UTC is non-unique because of leap seconds, so TAI + lat + long + altitude is actually required.
I work on software for astronomy, and that quadruplet is what’s used to describe an observing location. You can actually get a little in trouble because of changes in the shape of the earth over time, so latitude and longitude and altitude need to be treated as time-dependent values, which matters once you are accounting for relativistic effects.
That sort of assumes there's one time zone that's being used per spacetime coordinate, which isn't guaranteed. You can get political situations where de facto and de jure time diverge, or where different authorities nominally in charge of the time in a place disagree.
Lebanon seems to have experienced exactly this recently:
It does unambiguously give you a spacetime coordinate (useful) but it doesn't unambiguously tell you what local time you should use for an occurrence, and the answer would really depend on who was asking.
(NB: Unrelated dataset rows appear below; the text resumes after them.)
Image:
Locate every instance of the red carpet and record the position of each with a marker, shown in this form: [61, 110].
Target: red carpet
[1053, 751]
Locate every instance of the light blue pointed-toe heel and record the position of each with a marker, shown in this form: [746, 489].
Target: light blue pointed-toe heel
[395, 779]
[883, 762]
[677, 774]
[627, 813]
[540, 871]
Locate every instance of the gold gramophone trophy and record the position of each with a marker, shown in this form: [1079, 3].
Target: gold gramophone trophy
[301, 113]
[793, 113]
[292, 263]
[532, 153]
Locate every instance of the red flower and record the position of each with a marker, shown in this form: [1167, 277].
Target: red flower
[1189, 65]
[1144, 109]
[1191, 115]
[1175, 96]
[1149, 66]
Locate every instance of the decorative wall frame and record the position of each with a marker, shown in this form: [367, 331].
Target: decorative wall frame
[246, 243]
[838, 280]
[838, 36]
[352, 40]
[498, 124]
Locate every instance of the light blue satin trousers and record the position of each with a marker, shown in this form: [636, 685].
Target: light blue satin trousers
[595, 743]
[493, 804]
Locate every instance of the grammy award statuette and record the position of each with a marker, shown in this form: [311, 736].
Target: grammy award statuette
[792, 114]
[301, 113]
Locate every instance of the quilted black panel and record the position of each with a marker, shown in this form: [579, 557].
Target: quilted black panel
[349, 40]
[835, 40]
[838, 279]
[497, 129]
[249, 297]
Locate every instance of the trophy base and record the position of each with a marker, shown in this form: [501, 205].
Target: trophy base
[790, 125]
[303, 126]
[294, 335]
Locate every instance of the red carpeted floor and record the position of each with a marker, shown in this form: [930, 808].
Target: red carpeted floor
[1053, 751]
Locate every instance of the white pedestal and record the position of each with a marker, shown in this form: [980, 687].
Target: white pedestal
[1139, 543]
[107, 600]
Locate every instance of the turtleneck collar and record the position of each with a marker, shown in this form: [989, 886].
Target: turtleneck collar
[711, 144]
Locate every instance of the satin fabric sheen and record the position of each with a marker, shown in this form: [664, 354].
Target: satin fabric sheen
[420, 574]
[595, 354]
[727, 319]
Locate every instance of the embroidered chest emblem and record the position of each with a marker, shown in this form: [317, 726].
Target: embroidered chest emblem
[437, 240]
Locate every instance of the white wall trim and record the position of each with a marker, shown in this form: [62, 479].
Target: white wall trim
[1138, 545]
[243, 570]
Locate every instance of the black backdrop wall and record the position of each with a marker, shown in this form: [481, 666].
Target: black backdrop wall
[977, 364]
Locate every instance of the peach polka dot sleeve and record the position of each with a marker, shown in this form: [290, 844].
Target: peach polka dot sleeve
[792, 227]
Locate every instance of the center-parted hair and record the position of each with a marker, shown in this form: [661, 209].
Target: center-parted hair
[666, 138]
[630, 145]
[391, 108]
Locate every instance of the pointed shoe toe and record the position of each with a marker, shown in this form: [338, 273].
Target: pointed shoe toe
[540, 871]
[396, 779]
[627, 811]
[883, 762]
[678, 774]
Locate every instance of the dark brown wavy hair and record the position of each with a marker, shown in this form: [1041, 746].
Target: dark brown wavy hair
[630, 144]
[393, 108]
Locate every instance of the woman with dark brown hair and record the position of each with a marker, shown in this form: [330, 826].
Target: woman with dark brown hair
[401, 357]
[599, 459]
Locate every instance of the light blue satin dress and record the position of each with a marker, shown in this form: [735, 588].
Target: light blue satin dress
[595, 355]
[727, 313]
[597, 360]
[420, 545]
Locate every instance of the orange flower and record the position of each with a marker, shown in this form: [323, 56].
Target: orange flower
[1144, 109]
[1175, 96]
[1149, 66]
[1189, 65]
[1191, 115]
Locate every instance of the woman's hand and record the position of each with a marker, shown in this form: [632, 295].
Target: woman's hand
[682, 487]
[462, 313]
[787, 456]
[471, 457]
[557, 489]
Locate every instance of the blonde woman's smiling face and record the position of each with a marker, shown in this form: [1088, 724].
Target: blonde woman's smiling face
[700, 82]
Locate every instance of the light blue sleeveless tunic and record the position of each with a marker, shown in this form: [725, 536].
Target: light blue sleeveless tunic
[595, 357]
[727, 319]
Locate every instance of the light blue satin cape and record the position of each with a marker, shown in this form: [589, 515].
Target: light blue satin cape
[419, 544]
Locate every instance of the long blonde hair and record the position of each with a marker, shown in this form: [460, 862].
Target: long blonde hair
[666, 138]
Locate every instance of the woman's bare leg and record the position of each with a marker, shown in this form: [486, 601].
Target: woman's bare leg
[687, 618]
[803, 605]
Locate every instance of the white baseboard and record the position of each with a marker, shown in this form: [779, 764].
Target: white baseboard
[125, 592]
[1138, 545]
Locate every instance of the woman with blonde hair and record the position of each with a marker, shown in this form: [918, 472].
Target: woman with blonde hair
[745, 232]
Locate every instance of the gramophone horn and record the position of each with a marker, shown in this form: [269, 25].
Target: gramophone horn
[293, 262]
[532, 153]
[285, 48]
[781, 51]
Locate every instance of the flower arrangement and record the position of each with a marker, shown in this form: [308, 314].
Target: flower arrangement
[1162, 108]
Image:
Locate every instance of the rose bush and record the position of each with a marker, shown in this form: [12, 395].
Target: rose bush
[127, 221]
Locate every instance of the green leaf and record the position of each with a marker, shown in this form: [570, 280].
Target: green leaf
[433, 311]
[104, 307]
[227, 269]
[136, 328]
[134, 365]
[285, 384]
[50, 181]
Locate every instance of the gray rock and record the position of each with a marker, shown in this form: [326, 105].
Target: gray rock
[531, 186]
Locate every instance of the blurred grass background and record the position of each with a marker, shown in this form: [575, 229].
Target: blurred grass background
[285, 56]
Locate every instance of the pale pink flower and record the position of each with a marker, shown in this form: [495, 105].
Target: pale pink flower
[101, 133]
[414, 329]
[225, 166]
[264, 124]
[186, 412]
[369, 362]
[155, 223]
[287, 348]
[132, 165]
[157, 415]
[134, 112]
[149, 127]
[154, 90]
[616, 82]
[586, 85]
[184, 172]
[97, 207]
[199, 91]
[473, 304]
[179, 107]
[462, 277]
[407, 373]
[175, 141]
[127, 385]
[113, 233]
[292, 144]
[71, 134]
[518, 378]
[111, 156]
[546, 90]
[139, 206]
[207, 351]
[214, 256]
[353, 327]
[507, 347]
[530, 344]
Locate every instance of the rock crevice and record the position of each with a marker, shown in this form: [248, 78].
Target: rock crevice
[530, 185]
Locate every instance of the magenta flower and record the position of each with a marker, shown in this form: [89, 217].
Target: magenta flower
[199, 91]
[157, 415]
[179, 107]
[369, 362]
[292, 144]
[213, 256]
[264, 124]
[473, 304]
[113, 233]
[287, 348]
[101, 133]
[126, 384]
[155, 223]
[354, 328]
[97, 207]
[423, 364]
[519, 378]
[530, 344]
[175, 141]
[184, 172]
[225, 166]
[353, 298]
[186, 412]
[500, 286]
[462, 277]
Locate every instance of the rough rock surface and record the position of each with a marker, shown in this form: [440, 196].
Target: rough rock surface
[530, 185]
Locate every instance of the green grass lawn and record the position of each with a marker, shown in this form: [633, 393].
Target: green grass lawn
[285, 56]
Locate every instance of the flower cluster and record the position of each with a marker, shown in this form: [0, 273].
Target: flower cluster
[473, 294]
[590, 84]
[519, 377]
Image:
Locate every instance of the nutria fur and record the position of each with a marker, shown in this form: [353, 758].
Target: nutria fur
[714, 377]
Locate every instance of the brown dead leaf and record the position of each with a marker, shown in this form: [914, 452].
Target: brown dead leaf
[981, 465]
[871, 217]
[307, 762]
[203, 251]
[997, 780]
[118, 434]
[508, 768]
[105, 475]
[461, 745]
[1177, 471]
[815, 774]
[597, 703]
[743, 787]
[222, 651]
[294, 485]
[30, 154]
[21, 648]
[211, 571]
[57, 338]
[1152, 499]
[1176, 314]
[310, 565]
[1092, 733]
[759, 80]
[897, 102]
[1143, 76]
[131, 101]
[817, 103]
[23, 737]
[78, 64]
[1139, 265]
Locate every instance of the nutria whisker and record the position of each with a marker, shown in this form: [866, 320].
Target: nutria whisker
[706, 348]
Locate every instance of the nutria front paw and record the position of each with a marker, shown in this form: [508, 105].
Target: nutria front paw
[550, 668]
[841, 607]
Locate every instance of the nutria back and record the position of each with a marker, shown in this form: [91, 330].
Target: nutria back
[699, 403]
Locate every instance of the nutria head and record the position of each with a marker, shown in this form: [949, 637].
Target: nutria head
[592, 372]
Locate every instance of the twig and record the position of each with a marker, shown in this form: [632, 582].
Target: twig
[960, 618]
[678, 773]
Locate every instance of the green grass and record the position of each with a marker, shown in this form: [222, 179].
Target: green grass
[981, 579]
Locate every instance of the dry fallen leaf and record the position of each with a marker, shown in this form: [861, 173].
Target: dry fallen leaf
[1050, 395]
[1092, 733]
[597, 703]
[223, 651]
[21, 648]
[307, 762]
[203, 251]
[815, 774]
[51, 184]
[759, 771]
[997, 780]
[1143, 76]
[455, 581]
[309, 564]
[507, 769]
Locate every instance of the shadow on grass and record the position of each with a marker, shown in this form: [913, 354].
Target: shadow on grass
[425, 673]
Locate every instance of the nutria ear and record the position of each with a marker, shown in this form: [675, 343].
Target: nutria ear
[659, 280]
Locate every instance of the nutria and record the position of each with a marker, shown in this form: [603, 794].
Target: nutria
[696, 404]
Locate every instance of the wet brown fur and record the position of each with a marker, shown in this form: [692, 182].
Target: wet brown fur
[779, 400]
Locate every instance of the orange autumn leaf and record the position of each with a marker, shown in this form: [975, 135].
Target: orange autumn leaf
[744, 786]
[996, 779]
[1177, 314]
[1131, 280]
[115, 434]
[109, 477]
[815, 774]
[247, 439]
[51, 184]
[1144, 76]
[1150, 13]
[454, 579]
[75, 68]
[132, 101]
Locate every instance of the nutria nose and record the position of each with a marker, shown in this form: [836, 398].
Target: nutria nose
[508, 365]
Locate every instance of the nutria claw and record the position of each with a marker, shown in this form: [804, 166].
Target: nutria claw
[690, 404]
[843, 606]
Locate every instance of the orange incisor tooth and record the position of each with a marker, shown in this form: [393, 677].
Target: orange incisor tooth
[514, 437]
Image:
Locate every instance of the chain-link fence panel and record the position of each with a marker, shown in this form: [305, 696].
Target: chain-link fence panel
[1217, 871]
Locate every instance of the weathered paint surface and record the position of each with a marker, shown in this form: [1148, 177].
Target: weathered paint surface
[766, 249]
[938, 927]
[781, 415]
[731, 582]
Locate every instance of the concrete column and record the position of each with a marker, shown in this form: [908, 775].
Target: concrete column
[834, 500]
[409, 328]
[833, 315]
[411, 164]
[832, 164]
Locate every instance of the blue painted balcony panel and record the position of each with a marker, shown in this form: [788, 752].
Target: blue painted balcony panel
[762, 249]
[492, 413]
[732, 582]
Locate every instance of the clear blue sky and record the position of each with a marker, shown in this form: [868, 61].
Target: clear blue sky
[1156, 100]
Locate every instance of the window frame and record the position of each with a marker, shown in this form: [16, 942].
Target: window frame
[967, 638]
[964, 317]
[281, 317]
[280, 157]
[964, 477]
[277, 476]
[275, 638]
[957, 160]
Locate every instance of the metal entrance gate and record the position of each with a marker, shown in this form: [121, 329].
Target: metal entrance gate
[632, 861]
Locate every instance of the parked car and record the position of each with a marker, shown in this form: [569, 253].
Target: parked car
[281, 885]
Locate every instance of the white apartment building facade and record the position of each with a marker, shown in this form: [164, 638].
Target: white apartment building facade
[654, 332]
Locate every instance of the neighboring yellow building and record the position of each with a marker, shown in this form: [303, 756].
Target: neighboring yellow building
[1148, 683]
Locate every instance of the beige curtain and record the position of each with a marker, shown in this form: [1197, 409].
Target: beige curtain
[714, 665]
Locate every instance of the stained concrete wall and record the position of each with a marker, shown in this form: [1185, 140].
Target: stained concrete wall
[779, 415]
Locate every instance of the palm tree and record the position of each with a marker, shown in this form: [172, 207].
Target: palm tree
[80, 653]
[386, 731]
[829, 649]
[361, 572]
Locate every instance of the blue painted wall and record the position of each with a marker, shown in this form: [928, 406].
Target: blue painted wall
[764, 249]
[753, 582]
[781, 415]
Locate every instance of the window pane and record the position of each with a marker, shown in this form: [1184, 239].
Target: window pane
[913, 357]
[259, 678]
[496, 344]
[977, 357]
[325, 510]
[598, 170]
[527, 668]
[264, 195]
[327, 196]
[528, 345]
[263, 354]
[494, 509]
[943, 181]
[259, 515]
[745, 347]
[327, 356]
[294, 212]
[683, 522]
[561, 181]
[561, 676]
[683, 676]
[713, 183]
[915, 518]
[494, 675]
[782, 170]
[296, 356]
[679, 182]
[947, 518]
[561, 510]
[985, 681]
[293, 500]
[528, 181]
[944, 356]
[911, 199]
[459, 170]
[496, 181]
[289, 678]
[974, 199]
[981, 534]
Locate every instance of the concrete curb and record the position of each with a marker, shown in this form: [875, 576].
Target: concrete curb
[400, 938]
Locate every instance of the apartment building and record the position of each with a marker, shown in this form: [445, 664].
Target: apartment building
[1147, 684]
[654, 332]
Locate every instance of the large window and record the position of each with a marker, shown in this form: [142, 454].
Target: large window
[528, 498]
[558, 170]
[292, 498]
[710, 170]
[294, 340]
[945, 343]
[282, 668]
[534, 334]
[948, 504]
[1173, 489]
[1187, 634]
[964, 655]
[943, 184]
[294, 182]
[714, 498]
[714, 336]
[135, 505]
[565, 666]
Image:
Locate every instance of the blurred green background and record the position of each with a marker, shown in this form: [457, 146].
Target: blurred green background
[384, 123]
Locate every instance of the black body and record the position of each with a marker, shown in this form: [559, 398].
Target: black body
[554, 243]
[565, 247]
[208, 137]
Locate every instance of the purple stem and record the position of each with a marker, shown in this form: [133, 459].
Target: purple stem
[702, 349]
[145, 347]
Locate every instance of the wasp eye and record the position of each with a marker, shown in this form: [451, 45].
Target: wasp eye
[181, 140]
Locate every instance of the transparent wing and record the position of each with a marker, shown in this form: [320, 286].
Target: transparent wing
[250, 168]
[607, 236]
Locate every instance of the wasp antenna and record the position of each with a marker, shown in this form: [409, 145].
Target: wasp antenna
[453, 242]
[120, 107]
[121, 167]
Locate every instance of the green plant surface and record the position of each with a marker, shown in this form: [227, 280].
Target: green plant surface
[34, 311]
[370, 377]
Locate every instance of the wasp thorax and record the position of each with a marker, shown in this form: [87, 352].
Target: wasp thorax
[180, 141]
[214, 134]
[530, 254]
> Storing (UTC, latitude, longitude, altitude) is the holy grail, I guess.
It’s not.
If I set up a meeting next year in NYC at 10 and the legislature decides to change the timezone’s offset, the meeting remains at 10 NY time on that date, it does not shift in NY time. It’s the UTC which shifts.
And UTC alone is sufficient for past events, as they are fixed instants in the time-stream. Unless you’re at a stage where you need to take relativistic effects in account, then you need to add the referential.